The analysis, by Ink World Magazine, noted that the “majority of raw materials” are imported into Africa, and so “supply logistics and local currency rates play a significant role”. Accessing materials as an Africa-based ink manufacturer “remains a major challenge” because “nearly the entire demand is met through imports”, and the impact of this is “closely tied to the efficiency of Africa’s supply logistics and the volatility of local currencies”, which have dictated the industry’s performance.

These issues are also “likely to influence outcomes of ink companies’ investments both in the short and medium term”, with Pieter Jordaan, African Vice President and General Manager of Flint Group, stating that “the majority of raw materials required for ink manufacturing [are] imported from outside Africa”, with the reliance on these providing “unique challenges to the ink manufacturer as we have to consider the impact of the distance from the supply lines and volatility in currencies”.

The company launched a “joint venture” with other ink companies to “grow in emerging markets”, with Jordaan noting that “distance from the suppliers increases the cost of transport and necessitates higher levels of stockholding”. His advice on trying to “mitigate the likely raw materials supply crisis just in case a shipping company or transport networks within a given market are disrupted” was that “stock levels must be sufficient to ensure continued supply.

“The recent suspension of services by one of the largest shipping lines, as it had to file for receivership, shows the importance of sufficient stocks”. This was surmised to be South Korean container company Hanjin, which went into receivership recently, with South African ink manufacturers previously hoping that services to Durban and Cape Town would “contribute to satisfying various needs of their customers”.

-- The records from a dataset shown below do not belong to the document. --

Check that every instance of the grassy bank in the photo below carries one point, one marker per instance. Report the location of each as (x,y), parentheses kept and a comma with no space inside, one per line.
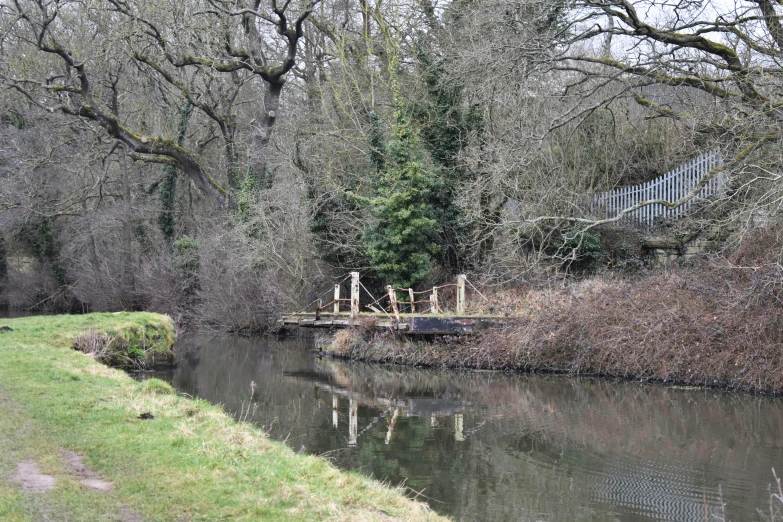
(72,445)
(706,325)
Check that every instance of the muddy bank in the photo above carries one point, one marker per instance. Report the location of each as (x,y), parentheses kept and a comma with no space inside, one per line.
(683,327)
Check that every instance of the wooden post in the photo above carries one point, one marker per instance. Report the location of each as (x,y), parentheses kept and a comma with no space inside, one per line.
(393,300)
(461,294)
(354,294)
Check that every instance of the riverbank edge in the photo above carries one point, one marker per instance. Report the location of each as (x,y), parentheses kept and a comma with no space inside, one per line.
(186,459)
(440,353)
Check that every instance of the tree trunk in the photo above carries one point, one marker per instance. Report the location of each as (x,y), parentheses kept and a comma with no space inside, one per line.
(264,129)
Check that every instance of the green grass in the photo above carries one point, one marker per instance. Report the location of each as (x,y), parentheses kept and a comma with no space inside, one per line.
(192,462)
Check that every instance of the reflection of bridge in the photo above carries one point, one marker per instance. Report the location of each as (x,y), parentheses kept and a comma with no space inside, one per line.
(410,407)
(401,309)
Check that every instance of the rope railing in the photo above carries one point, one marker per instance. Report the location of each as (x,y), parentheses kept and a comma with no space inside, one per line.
(391,303)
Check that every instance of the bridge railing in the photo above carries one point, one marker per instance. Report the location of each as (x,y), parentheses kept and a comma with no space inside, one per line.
(389,303)
(671,187)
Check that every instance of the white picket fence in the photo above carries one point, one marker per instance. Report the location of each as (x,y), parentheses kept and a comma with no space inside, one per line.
(669,187)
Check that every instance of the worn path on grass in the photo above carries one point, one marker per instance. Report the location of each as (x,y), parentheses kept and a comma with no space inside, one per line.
(72,447)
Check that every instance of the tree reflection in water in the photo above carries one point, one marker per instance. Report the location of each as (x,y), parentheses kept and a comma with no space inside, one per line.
(489,446)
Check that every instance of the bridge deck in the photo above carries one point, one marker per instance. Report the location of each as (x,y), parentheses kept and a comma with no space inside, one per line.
(425,324)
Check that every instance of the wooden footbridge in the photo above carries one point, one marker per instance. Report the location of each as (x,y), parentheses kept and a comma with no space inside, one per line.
(422,312)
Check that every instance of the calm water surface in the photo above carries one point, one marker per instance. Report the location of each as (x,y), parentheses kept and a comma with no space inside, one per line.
(487,446)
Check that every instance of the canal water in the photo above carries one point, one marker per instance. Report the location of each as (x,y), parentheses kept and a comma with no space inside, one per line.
(491,446)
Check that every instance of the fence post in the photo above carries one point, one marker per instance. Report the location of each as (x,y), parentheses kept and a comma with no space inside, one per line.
(393,300)
(354,294)
(461,294)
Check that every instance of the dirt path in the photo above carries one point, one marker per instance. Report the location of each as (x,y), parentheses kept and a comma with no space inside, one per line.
(36,476)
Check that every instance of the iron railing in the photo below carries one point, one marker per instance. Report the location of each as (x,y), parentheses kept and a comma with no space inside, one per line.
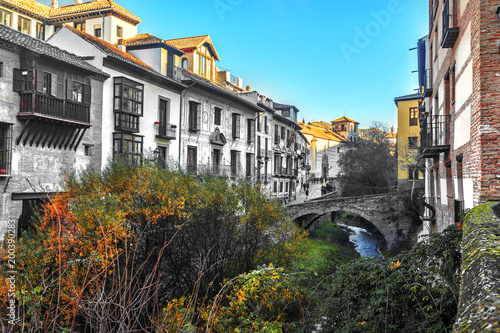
(34,103)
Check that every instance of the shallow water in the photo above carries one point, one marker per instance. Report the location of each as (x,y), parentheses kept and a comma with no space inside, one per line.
(364,242)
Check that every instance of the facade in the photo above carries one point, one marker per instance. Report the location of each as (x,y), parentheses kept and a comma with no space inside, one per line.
(408,142)
(141,107)
(460,127)
(346,127)
(324,150)
(50,121)
(103,19)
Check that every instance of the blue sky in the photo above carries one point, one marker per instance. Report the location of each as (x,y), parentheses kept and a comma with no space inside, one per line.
(329,58)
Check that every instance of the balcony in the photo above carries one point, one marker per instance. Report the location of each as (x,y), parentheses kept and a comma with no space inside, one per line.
(165,131)
(34,104)
(435,136)
(450,35)
(174,72)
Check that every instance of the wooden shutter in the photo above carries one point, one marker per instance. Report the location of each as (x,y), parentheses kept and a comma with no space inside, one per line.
(17,83)
(69,90)
(87,94)
(198,117)
(53,85)
(39,80)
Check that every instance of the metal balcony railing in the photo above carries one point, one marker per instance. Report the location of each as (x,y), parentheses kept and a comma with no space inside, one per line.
(435,136)
(34,103)
(165,131)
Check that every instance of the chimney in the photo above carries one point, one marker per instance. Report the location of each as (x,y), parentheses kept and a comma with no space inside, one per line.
(121,46)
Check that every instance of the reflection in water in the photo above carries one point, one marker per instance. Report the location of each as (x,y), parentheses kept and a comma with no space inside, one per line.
(364,242)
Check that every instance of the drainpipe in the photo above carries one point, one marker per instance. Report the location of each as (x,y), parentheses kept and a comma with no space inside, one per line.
(180,119)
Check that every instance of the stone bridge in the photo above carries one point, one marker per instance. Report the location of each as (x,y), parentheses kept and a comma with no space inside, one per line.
(388,212)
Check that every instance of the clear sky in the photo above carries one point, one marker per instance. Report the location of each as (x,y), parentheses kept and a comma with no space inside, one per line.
(329,58)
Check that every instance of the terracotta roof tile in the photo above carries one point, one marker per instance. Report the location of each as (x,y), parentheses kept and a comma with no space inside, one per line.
(145,39)
(344,119)
(93,6)
(192,42)
(29,6)
(110,49)
(42,48)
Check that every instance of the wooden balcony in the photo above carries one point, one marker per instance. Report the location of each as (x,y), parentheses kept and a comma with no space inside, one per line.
(165,131)
(34,104)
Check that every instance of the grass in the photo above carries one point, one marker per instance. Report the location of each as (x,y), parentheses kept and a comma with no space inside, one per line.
(329,247)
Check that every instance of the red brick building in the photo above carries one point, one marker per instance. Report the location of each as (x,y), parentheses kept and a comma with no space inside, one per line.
(460,121)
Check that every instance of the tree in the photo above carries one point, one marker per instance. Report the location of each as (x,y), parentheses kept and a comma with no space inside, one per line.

On the currency front, the volatility “creates high levels of uncertainty and can add substantial cost to the procurement process”, with instability “in many of the African markets and [their] trading partners”. Examples include devaluation in Nigeria and South Africa (impacted by China’s devaluations), with the latter point particularly bad for Sub-Saharan Africa, which was expected to “experience the largest negative impact”.

Countries most affected include Mauritania, Zambia, Sierra Leone and Democratic Republic of Congo, while Kenya has also seen its currency “under pressure”. Crude oil prices have also had a “huge impact” on raw materials costs, with Jordaan noting that since the recession however, “circumstances may have changed”, with ink raw materials prices possibly not having “fallen in tandem”.

The future strategy of African ink manufacturers, he believed, “will mainly be driven by growth of printing companies”, because of the fast-moving consumer goods (FMCG) segment where many companies “pursue opportunities to manufacture closer to the source as opposed to importing finished products”, with the “current raw material situation” said to have a “limited impact on this strategy”.

He concluded that with global economic growth slowing recently, Africa “has also been affected”, particularly with the “slowdown in demand for commodities”, noting that “we have seen limited activity from raw material suppliers to invest in projects to manufacture in Africa, and we foresee that our procurement model will not change much for the short to medium term”.